Extra baggage…priceless

1 02 2012

I was fortunate to attend the 26th Annual San Diego Conference on Child Maltreatment last week in San Diego, where some 1,500 professionals from 30+ countries gathered to consider the latest developments, research, and practices in the fields related to child maltreatment. It was an overwhelming opportunity to immerse myself in the diverse content and myriad approaches shared by an impressive line-up of presenters. I brought back some excellent ideas and resources, and made some valuable contacts. But the weightiest item in my luggage on the return flight wasn’t a book, a manual, a DVD, or any other tangible item. It was the insight I gained from one particular speaker, and it is more precious to me than anything else I learned or experienced during the entire conference.

Pam Toohey

This would probably be a good place to insert a “spoiler alert” to protect those who might be lucky enough to be in a future audience being addressed by Pam Toohey. But I won’t spoil anything. It wouldn’t be right. The impact of sitting in that audience, hearing Pam speak, and taking away her powerful message is just too valuable to risk diminishing it for anyone else. Suffice it to say that Pam found a way to share “lived experience” in a way that was both unique and inspiring. I have never experienced anything quite like it before. More than the story she told, it was the way she told it and also the ways she chose to deliver it to an audience of “in the know” professionals. Their reactions, like my own, are a tribute to Pam’s amazing contribution to the conference… spontaneous, thunderous, on-your-feet applause. I have no doubt that most of them left with the same indelible messages Pam left with me.

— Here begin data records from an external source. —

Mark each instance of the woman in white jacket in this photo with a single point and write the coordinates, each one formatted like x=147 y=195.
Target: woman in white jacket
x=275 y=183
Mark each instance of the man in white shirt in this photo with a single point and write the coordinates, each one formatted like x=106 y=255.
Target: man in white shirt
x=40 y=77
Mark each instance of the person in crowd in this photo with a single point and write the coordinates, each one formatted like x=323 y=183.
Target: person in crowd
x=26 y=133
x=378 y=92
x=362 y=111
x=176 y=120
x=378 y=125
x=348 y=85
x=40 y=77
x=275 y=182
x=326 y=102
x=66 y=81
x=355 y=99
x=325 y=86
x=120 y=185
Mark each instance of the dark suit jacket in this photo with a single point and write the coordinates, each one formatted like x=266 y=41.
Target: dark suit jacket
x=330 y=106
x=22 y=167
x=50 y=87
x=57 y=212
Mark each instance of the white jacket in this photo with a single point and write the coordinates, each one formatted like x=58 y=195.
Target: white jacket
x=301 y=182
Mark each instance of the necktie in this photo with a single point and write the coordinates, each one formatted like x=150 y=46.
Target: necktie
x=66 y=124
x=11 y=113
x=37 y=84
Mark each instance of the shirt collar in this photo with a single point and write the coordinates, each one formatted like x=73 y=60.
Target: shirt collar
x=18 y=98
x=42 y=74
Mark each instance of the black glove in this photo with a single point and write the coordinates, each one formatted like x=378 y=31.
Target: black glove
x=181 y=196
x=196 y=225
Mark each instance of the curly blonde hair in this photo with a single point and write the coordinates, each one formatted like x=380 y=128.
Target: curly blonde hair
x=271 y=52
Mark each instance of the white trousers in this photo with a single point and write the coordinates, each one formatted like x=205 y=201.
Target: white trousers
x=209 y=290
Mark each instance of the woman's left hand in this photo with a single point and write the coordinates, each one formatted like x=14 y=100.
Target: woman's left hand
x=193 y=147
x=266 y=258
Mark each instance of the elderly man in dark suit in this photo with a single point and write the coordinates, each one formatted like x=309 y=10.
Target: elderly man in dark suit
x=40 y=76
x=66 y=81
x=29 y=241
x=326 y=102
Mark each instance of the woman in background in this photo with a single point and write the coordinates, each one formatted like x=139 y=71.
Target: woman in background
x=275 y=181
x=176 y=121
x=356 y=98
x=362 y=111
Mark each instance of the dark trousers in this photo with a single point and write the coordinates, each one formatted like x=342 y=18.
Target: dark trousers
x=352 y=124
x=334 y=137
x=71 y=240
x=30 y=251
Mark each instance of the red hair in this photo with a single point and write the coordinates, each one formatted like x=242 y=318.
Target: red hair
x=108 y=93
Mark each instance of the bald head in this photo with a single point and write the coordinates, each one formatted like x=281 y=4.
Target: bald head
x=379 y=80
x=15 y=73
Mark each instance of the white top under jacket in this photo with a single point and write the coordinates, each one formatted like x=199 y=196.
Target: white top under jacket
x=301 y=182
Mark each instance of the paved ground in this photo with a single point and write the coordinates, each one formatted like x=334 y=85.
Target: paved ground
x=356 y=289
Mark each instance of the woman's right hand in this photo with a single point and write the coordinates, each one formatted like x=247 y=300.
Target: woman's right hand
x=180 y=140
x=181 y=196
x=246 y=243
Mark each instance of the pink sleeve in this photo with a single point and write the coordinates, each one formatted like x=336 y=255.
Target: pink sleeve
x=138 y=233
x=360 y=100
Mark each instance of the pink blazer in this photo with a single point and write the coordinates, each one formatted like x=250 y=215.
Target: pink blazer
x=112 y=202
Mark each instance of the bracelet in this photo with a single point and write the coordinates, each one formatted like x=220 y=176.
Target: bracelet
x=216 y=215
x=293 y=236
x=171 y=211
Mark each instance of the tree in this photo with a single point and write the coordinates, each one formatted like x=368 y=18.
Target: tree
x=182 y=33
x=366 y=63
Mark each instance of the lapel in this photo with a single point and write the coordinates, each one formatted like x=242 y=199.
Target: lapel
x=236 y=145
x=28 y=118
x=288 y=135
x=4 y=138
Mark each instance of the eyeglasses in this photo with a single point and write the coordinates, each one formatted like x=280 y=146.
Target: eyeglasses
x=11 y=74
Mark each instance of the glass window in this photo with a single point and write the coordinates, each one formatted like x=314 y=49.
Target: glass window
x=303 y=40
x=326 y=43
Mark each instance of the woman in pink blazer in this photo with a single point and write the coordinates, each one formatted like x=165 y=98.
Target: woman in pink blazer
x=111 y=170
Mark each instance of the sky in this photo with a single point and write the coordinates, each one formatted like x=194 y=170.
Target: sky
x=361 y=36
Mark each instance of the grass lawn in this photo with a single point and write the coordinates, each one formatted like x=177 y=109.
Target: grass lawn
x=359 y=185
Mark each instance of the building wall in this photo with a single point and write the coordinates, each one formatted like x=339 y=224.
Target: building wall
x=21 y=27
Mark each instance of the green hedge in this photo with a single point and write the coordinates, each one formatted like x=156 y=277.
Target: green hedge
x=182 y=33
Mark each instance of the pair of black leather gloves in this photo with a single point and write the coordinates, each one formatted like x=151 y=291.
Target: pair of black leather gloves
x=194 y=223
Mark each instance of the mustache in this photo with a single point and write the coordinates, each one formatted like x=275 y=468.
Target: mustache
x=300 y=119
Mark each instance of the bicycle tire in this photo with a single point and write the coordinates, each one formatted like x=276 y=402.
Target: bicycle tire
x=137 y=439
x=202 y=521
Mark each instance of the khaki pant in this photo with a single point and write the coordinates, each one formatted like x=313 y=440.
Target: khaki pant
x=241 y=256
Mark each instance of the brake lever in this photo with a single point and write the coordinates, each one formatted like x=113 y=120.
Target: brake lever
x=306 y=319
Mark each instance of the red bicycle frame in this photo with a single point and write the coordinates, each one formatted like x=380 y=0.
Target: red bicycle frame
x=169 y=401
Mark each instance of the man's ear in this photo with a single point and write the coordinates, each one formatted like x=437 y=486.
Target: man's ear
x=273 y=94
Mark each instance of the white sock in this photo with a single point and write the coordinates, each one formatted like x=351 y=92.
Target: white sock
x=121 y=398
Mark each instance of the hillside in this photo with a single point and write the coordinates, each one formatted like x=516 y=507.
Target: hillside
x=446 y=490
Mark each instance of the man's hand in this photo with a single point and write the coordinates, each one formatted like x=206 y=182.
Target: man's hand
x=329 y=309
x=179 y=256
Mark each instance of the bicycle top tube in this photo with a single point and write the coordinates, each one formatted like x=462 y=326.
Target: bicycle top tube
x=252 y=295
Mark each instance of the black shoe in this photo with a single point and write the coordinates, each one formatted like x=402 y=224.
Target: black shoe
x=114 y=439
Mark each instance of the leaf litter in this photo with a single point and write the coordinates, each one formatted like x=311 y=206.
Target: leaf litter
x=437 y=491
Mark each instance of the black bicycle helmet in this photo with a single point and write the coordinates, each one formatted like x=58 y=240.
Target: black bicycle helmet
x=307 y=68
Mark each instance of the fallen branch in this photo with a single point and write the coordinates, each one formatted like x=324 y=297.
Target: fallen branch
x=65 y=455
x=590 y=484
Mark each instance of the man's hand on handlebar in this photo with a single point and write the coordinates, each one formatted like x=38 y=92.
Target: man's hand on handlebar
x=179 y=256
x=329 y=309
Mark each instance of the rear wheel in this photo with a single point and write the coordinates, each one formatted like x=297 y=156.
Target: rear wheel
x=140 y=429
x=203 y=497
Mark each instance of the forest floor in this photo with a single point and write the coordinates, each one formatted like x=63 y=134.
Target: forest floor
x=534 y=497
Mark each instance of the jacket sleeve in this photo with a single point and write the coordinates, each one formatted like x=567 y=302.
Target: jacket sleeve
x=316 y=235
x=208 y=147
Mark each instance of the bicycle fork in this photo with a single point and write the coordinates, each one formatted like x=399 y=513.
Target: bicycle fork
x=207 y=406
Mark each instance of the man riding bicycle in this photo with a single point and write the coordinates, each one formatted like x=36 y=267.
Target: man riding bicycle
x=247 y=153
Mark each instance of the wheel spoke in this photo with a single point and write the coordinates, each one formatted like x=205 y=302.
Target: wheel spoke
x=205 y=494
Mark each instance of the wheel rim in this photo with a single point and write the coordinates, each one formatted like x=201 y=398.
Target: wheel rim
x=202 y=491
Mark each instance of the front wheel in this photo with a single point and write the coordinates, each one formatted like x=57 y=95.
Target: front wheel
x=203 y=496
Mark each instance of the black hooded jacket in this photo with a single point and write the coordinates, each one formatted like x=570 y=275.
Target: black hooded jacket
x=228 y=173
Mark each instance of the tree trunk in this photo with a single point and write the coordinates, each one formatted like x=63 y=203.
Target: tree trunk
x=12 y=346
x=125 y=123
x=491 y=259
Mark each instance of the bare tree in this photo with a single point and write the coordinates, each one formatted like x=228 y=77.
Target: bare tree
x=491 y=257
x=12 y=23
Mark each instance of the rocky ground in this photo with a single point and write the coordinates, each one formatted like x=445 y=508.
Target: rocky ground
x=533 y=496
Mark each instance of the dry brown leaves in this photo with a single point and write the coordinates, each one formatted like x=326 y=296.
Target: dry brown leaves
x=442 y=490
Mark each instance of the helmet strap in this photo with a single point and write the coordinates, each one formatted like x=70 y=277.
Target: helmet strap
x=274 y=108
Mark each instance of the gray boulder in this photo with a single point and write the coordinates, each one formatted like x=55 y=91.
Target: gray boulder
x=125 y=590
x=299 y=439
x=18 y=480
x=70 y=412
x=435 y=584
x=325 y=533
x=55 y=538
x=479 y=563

I had the honour of telling Pam, in person, how much I appreciated her presentation. I joked with her that any excess baggage fees I might have to pay on my flight home would be due to the incredible gift she had given me, and that I would happily pay them in exchange for coming away with such an inspiring message. Pam laughed at that, then blushed when I told her that her presentation alone had made the conference for me. In the midst of the clinical trials, the stats and outcomes, the new approaches, and the policy discussions, Pam had painted the whole experience with a very personal, very provocative brush. It coloured my entire conference experience for the better, and it will stay with me in my work and in my life for a long time to come.

Thank you Pam. I’m asking the right questions now.